Next time you get the urge to strike out on your own when traveling abroad, heed the call.
Not being tied to a tour group frees one to discover hidden corners of the city, and to have personal experiences that can be richly rewarding and provide insights otherwise impossible to achieve.
That's exactly what happened to my wife and me on a spring Saturday in Tokyo last May. I had no appointments, so I decided we should get out of the city. Because it's close by and has a variety of cultural attractions, we headed for Kamakura.
It's a town 30 miles east of Tokyo on the Miura Peninsula. In the early 12th-Century, Yoritomo Minamoto, first of the shogun, established his capital in Kamakura.
Today it's renowned as the site of the famous Daibutsu or Great Buddha statue, as well as several major Zen temples, lots of shopping and good restaurants.
Getting there was easy. We caught the Yokosuka Line train of Japan Railways at Shimbashi Station, and in 55 minutes were there.
We had just handed over our train tickets to the ticket-taker at the station's exit when three young Japanese converged on us.
Now, if you've traveled much abroad you're aware of the hustlers, self-appointed tour guides and pushy taxi drivers who descend on foreign visitors at airports and train terminals.
These people are invariably bad news, offering overpriced or unwanted services . . . or worse. That sort of thing doesn't happen in Japan, though, so the appearance of the trio was somewhat disturbing. But only for a moment.
One young man introduced himself and quickly explained. He and his friends were members of the English Conversation Club from Senshu University in Kanagawa Prefecture. That's about an hour and a half by train from Tokyo; few foreigners live or work there.
Once a month, students come to Kamakura in the hope of meeting English-speaking tourists to practice their English. The best place to encounter tourists is the railroad station, so they had positioned themselves at the exit.
It's not all that unusual to meet young people in the Far East seeking to practice English on native speakers, such as American tourists. But this trio was different.
In exchange for the opportunity to use their English, they offered to be our guides to the sights of Kamakura, without charge.
Instead of imposing on our time and patience, they proposed something of a trade of services.
I wondered how many American college students would give up their Saturday to travel three hours round trip at their own expense in the hope of improving their foreign-language ability. I think I know the answer.
With the use of a guidebook it's possible to tour Kamakura without a personal escort. But Hideki Sakashita, 20; Misaki Jodai, 18, and Naohiro Kuba, 18, were such delights that we readily agreed to have them join us.
For the next few hours we wandered the grounds of the Kotokuin Temple where the Daibutsu is, then walked over to the Hase Kannon Temple.

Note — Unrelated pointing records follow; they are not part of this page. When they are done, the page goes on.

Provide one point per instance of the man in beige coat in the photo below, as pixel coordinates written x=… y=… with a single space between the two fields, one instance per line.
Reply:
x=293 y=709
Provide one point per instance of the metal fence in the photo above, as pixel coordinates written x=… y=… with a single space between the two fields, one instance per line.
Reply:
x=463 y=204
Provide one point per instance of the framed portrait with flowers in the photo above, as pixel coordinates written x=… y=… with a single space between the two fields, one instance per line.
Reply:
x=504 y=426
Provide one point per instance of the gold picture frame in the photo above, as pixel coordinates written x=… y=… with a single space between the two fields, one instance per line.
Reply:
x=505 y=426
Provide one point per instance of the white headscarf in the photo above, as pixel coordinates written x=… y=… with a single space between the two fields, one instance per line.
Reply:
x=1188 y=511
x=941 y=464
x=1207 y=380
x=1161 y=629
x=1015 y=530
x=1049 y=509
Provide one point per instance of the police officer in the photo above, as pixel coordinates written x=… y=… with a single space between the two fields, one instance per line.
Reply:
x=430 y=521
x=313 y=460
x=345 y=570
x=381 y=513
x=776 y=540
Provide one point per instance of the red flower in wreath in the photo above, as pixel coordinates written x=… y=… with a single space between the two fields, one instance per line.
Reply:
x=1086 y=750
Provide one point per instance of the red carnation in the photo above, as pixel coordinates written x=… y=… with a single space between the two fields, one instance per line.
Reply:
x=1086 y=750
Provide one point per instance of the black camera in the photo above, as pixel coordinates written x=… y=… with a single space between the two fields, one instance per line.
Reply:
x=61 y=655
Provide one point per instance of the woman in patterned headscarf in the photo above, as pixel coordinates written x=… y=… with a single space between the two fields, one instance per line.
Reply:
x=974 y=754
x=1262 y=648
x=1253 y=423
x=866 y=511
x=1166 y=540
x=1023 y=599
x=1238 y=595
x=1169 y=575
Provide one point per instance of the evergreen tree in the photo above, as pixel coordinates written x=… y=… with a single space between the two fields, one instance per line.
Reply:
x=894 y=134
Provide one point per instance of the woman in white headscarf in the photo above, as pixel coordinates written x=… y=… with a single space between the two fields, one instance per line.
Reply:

It quickly became apparent how little we know about the Shinto and Buddhist religions, and the way Japanese relate to both.
Shrines and Temples
Our student friends answered our questions--about the shrines and temples and such things as the role of religion in everyday Japanese life. But we also talked about their career goals and ambitions. It didn't surprise me that all three were in the school of business.
Throughout the afternoon they were open and personable but clearly intent on keeping their end of our pact.
Although I offered to do so, the young people paid for their own bus fares and entrance fees to the shrines and fully intended to pay for their own meals when we took a break from our sightseeing to rest and have lunch.
However, I insisted on treating for the kontatsu , a deep dish of boiled rice topped with a fried egg and deep-fried breaded pork cutlet served with shredded cabbage and washed down by innumerable cups of green tea.
Over lunch as we talked I would occasionally correct some error in their use of English grammar, even diagramming on a paper napkin the construction of a typical sentence--subject, verb, predicate. (In Japanese, the verb comes at the end of the sentence, there are no plurals and personal pronouns are rarely used.)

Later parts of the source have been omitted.